第16話 血液の温度

「ほい」


 右手に持っている拳銃から飛び出した銃弾が、警備員の頭を貫く。待機中の能力者が出てくる前に歩を進めておきたいところだが、さすがに簡単にはいかない。

 最初に現れた能力者は、まず聴力を消しにかかった。


「っつ……!」


 刃物を思わせるような音が耳を貫いた。

 その、甲高すぎる音に耐えかねて耳を塞ぐ。しかし、塞いでも大して意味は無く、俺は慌ててその場から離れようとする、が、


「あまり、抵抗などするものではありませんよ。海鳥さん」


 その言葉と同時に、刃が飛んでくる。何とか躱したものの、耳をひっかいている甲高い音は止まるわけもなく、切り抜けるのは困難な状況になってしまった。


「貴方の能力は、戦闘に不向きどころか一人では使い物にならないでしょう。逃げるのもここまでにすれば、身のためだと思われますよ?」

「それを言うなら、あんただって同じだろ。あんたの能力は、ピンチの時に効力が上がる能力だ。この状況じゃ百パーセントの力は引き出せない」


 耳障りな高音が周囲を包む中、俺は何とか言葉を聞き取って会話をする。恐らく、この音は俺にしか聞こえていないだろう。能力『鳴鏡止水』はそういう能力だ。

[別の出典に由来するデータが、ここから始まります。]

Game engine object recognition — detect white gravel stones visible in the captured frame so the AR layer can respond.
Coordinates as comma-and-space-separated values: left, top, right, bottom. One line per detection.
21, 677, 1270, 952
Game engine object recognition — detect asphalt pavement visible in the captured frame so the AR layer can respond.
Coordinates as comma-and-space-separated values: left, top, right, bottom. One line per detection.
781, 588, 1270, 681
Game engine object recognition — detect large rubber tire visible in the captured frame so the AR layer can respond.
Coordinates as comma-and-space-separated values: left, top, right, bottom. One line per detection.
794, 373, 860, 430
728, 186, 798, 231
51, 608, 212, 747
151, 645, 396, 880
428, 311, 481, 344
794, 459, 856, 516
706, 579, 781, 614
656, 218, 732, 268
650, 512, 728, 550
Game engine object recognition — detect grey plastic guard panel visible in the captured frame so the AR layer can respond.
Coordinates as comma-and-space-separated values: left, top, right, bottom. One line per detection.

「確かに、百パーセントは出せませんが、見ての通り数の差は歴然だ。能力者の数だって、違う。君の耳には聞こえているのだろう? その音が」

「あぁ、この状況であんたと戦り合うのはきついだろうな」


 この状況では、この男、花宮刃はなみやじんは倒せないだろう。まぁ、音が無くても数の差が無くても同じだろうが。


「だから、俺はみっともなく逃げることにするよ」

「そうか、まぁ、好きにするがいい」


 すると花宮は剣を構えて、俺に向けて伸ばした。それを左側に避けてしゃがんだ後、花宮の後ろへと駆けた。


「ちっ……」


 舌打ちをしたと同時に追いかけてくる。奴は特殊部隊の中でトップクラスに危険な人物だ。だから俺は、出来るだけを保っていかなければならない。


「この状況じゃあ、加速は出来ないか……」


 長い黒髪を垂らした男は、追いついてこない。現状の足の速さは俺の方が上なのだろう。しかし、


「危なっ……!」


 階段の上から、五人の警備員がこちらに向けて銃弾を飛ばしてきた。


「っ…………!」


 花宮の言うとおり、数では完全に負けているようだ。かと言って、このまま立ち止まり続けるわけにもいかない。後ろからは花宮が近づいてきているのだ。


「仕方ねぇか」


 意を決して、壁から背中を離す。まずは、手だけを壁から出して推測で男たちを撃つ。そして弾を入れ直した後、顔を出して警備員の数を確認して、狙いを定めて撃つ。残っていた警備員四人のうち、二人の拳銃を落とした後、下りの方の階段に足を伸ばす。

 その途中で、銃弾が左肩を一つだけ貫く。


「ちっ……!」


 傷跡を押さえつつ、曲がり角を曲がる。

 すると、待機していたのであろう警備員と鉢合わせた。


「しまっ……!」


 当然だが、警備員は俺がここに来ることを分かっていたため、すぐに拳銃を構えて撃ってきた。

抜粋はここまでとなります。